Speaking about immigration, Mr Trump was relaying a campaign promise to deny entry to leftist ideologues when he accidentally referred to them as “communists and markers” rather than Marxists.
Stumbling somewhat in his hurry to get to his next point — what can be done about those leftists already in the country — he then named a series of prominent elected Democrats with whom he has frequently sparred.
Seeming to regain his rhythm, the former president then returned to his original point about immigration by saying he would “deny them access to our cunny”.
Mr Trump has also said he would end birthright citizenship to those in the US illegally, as well as take a much harsher stance toward the southern border.
Both the former and current presidents are of advanced age — Mr Trump is 77 and President Joe Biden is 80 — and such errors and flubs in speeches are common on the campaign trail and in office.
Among his previous gaffes, Mr Trump once referred to Tim Cook, head of Apple, as Tim Apple; appeared to encourage people to treat Covid by injecting themselves with bleach; and asked that someone look at the “oranges” of the investigation into Russian collusion.

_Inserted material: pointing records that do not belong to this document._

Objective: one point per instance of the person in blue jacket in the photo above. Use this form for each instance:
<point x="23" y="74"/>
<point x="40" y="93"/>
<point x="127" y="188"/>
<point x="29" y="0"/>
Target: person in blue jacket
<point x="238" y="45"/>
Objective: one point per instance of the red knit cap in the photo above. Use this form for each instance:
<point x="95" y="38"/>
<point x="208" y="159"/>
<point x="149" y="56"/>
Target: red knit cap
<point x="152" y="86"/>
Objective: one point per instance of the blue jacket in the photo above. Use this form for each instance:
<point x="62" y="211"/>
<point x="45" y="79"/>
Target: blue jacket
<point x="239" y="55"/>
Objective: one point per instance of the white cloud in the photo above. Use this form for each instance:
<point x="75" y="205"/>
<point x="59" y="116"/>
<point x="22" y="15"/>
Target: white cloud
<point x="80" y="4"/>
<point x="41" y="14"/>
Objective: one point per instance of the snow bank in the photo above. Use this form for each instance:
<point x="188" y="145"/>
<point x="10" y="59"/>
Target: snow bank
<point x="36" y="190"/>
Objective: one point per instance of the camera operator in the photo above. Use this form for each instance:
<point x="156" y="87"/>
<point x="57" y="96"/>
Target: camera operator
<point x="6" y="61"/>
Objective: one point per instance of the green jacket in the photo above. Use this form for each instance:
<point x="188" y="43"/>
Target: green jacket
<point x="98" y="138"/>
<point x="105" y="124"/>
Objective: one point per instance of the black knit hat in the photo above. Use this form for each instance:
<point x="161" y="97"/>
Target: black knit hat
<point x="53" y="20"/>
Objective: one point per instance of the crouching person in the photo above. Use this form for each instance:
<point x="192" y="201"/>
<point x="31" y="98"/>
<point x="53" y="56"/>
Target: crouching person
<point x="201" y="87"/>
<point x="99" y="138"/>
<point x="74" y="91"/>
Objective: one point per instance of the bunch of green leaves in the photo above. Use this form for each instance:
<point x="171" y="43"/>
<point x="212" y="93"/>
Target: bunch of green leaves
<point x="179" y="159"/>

For his part, some of Mr Biden’s slips of the tongue can be attributed to his struggle with a stutter, but he has forgotten words and names, referred to the war in Ukraine as the war in Iraq twice in 24 hours, and closed out recent remarks by curiously saying: “God Save the Queen.”
Mr Trump often appears to let his temper and enthusiasm get the better of him in front of an audience, jumping from topic to topic when giving even prepared remarks while hurling out insults at his political rivals.
Elsewhere in his speech on Friday, the former president also attacked Florida Governor Ron DeSantis as an enemy of corn-based ethanol.
He criticised his top 2024 Republican presidential rival for voting as a member of Congress to oppose the federal mandate for the fuel additive that Iowa leads the nation in producing.
Mr Trump declared himself “the most pro-farmer president that you’ve ever had” at the event, which was aimed at promoting his administration’s agricultural record and touting his oversight of clawbacks of regulations on farmers. “I fought for Iowa ethanol like no president in history,” he said.
On a rainy Friday, Trump spoke to more than 1,000 Iowans and Nebraskans packed into the event hall inside Mid-America Center, with hundreds more huddled under umbrellas in line outside the arena.
As a congressman from Florida, Mr DeSantis co-sponsored a bill in 2017 that would have immediately ended the renewable fuel standard, a position consistent with fiscal conservatives who see such mandates as government overreach.
“Iowa also needs to know that Ron DeSanctus totally despises Iowa ethanol and ethanol generally,” Trump said, intentionally mispronouncing his rival’s name as he routinely does. “He’s been fighting it for years. Don’t forget, as a congressman he was voting against it, and fighting for years to kill every single job.”
DeSantis’ campaign described the attack as a distortion. “As president, Governor Ron DeSantis will be a champion for farmers and use every tool available to open new markets,” campaign press secretary Bryan Griffin said in an emailed statement.